Les leaders des huit principales centrales syndicales françaises (CFDT, CGT, FO, CFE-CGC, CFTC, Unsa, FSU, Solidaires) ont, ce dimanche, adressé une lettre ouverte au Premier ministre Sébastien Lecornu. Dans ce document, ils expriment leur souhait de voir écarter la convocation d'une commission mixte paritaire, susceptible d'accélérer l'adoption de la proposition élargissant les activités permises le 1er mai.
Dans leur missive, ils soulignent : "Monsieur le Premier ministre, on ne réforme pas ainsi brutalement un texte qui incarne l’histoire sociale et les luttes collectives". Les syndicats insistent sur le besoin de respecter les principes de la démocratie sociale et politique.

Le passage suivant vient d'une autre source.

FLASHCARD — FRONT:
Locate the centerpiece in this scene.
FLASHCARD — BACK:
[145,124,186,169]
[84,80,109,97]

Une motion de rejet votée vendredi dernier
Le texte, adopté en juillet 2025 par le Sénat, a été soumis à une commission mixte paritaire à l'Assemblée nationale, après qu'une motion de rejet tactique ait été votée. Cette stratégie, orchestrée par les groupes macronistes, de droite et d'extrême droite, vise clairement à précipiter l’adoption de la loi avant le 1er mai 2026.
Le texte de proposition de loi précise que le 1er mai pourra être un jour travaillé dans certains établissements, notamment ceux dont l'activité principale est la fabrication ou la vente de produits alimentaires. Cela inclut les commerces alimentaires de détail, tels que boucheries et primeurs, ainsi que certains établissements culturels, comme les théâtres et cinémas. Cependant, la grande distribution et d'autres magasins d’outillage ne seront pas concernés.
Les divergences autour de cette question sont marquées, et plusieurs voix au sein de la communauté socioprofessionnelle s'élèvent pour alerter sur les conséquences potentielles de cette réforme. Des experts comme Sophie Binet de la CGT estiment que cette évolution pourrait affaiblir davantage un jour symbolique de lutte, déjà menacé par des réformes successives. Selon un rapport de FranceInfo, cette proposition de loi pourrait transformer de manière significative la nature du 1er mai, traditionnellement dédié à la célébration des droits des travailleurs.